So, we all know that search engines and AI have come along way over the years with facial recognition and so on. But no matter how advanced these bots are, they can still not (at the moment anyway) view an image the way a human can view one.
So having text in an image is not ideal as search engines will still struggle to understand the content on the page and in turn not know how to rank the page. Making good use of H1, H2 and H3 (where relevant) tags and paragraph text, is the best way to ensure that your page is read, understood by search engines and ranked appropriately.

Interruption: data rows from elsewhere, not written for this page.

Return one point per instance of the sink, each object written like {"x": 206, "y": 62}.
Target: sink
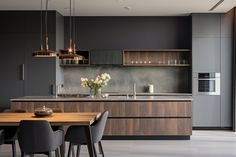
{"x": 72, "y": 95}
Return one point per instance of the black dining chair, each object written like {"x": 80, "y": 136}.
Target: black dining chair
{"x": 75, "y": 135}
{"x": 10, "y": 132}
{"x": 1, "y": 136}
{"x": 37, "y": 137}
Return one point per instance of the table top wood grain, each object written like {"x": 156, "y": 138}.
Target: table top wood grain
{"x": 86, "y": 118}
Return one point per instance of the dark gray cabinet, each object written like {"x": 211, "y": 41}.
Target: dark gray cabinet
{"x": 206, "y": 54}
{"x": 212, "y": 52}
{"x": 23, "y": 74}
{"x": 11, "y": 67}
{"x": 109, "y": 57}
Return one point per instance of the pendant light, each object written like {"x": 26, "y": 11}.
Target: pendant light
{"x": 72, "y": 45}
{"x": 44, "y": 51}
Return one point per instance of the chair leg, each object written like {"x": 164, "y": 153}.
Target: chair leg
{"x": 49, "y": 154}
{"x": 14, "y": 149}
{"x": 94, "y": 149}
{"x": 62, "y": 149}
{"x": 69, "y": 150}
{"x": 78, "y": 150}
{"x": 73, "y": 151}
{"x": 22, "y": 154}
{"x": 100, "y": 148}
{"x": 57, "y": 152}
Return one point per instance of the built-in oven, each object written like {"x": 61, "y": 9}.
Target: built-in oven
{"x": 206, "y": 83}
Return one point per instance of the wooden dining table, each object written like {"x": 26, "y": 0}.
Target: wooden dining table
{"x": 85, "y": 119}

So, I am going to add (because I know some of my readers are quite technical and will pick me up on this) that Google can read text in an image using their optical character recognition (OCR) filter. But there is currently no evidence they are using this technology on website crawls. You technical people can read more about this in Google documentation here: https://developers.google.com/search/docs/advanced/guidelines/google-images
I also had a customer mention to me that his old website was very slow. He was told this was due to an image on his site. Images on a page doesn't necessarily mean a slow page speed. Page speed is a ranking factor (one of over 200) that Google and other search engines do use when ranking a webpage. Saying that, it's not a deal breaker. I'm not saying don't have text in images on your site, just don't make it the main text on the page. We still need to ensure that "real" text is actually on the page in the form of H1, H2 and H3 (where relevant) tags as well as paragraph tags.